Deborah Giannecchini used Johnson & Johnson’s Baby Powder for personal hygiene since she was in high school, trusting it was safe for everyday use. Now she’s warning other women not to use the product lest they suffer a similar fate as her.
In 2016, Deborah sued Johnson & Johnson alleging that daily use of the talcum powder on her genitals caused her to develop ovarian cancer. If not compensation for her pain and suffering, at the very least she wants the company to put warnings on the label of its talc-containing products the same way generic and off-brand companies have on theirs.
Deborah is now living with terminal ovarian cancer. “That’s what they say. I’m trying to prove that it’s not,” she told CNN. “I don’t wish this on anyone else. And if I can save one life, then I’ve done my job.”
Some companies have added warnings to the labels of their talcum powders, including Spring Fresh Powder, sold at Walmart, which warns, “Medical evidence suggests that women who use talcum powder as a feminine hygiene product run a greater risk of developing ovarian cancer.”

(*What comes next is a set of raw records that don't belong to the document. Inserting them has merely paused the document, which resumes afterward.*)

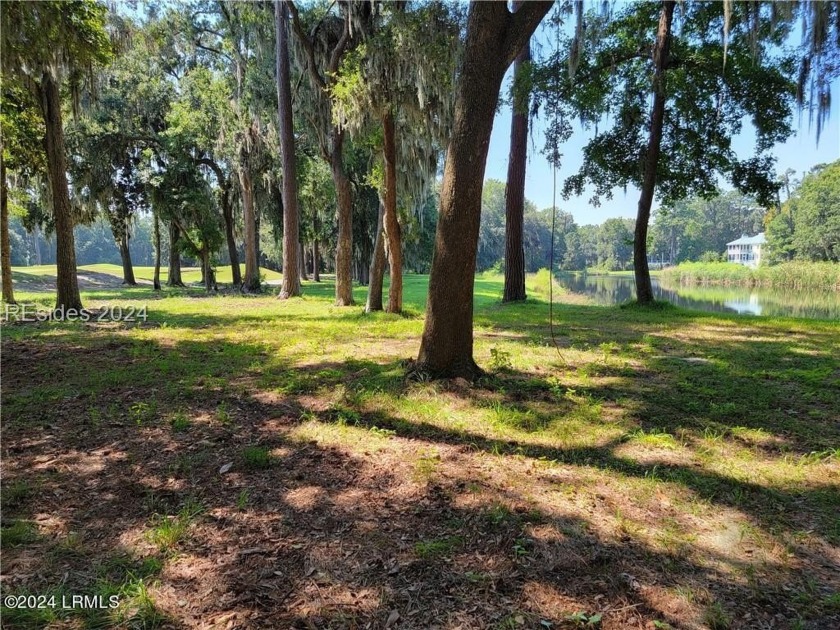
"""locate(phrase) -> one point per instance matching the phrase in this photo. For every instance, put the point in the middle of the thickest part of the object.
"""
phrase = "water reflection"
(609, 290)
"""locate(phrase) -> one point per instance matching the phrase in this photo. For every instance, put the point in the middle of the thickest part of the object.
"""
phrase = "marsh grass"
(693, 439)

Deborah is among 4,800 women who have sued Johnson & Johnson, makers of Johnson’s Baby Powder. The lawsuits claim that the consumer health care giant knew for decades that its talc contained cancer-causing minerals and could contribute to the development of ovarian cancer. But the company failed to reveal this information to consumers.
Other companies have also been hit with lawsuits, including Valeant Pharmaceuticals, which now owns Shower to Shower (previously owned by Johnson & Johnson), and Johnson & Johnson’s talc supplier, Imerys Talc America. Chattem Inc., a Sanofi company, is facing similar lawsuits over its Gold Bond talcum powder.
“It’s very powerful to see warning labels on other talc body powder products,” said Ted Meadows, principal at Beasley Allen Law Firm. “Why can’t Johnson & Johnson do the same? Why don’t they allow women the opportunity to make an informed choice?”